# BROADBAND INTERNET ANYWHERE via sattelite



## siobhanwf (Mar 20, 2009)

REALLY fed up with SAPO....what's new!!!

Has anyone gone down the road of satellite broadband access?


----------



## MrBife (Jul 26, 2009)

siobhanwf said:


> REALLY fed up with SAPO....what's new!!!
> 
> Has anyone gone down the road of satellite broadband access?


Yes but you won't like the prices. There are various providers to choose from, one example here ... Satellite Broadband Internet

It won't work during bad weather. Why not just move away from Sapo and try a different provider with better customer service ?

Simplesnet are not bad and are cheaper than Sapo


----------



## siobhanwf (Mar 20, 2009)

Thanks Mr Bife

Main problem is that we are at the end of a PT line. Have had a word with the guys who look after our internet and the say the speeed etc would not be any better :-(


----------



## MrBife (Jul 26, 2009)

siobhanwf said:


> Thanks Mr Bife
> 
> Main problem is that we are at the end of a PT line. Have had a word with the guys who look after our internet and the say the speeed etc would not be any better :-(


There is a current initiative to rollout Fibre Optic connections from exchanges to local distribution cabinets (FTTC if anyone wants to google it). It will have the effect of closing the distance that needs to be covered by standard copper wires and will result in much faster DSL connections.

The next generation of equipment they want us to buy and use depends on having that infra strucuture in place.

Let's hope we are both lucky and become part of that programme soon


----------



## siobhanwf (Mar 20, 2009)

MrBife said:


> There is a current initiative to rollout Fibre Optic connections from exchanges to local distribution cabinets (FTTC if anyone wants to google it).

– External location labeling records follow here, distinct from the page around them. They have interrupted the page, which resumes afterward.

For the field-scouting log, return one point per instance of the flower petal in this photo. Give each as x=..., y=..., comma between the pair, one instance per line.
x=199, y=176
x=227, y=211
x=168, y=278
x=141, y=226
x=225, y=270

It will have the effect of closing the distance that needs to be covered by standard copper wires and will result in much faster DSL connections.
> 
> The next generation of equipment they want us to buy and use depends on having that infra strucuture in place.
> 
> Let's hope we are both lucky and become part of that programme soon



Having enquired about Fibre Optic the answer I got was "not for a long time yet!" in POrtuguese terms that could well mean never


----------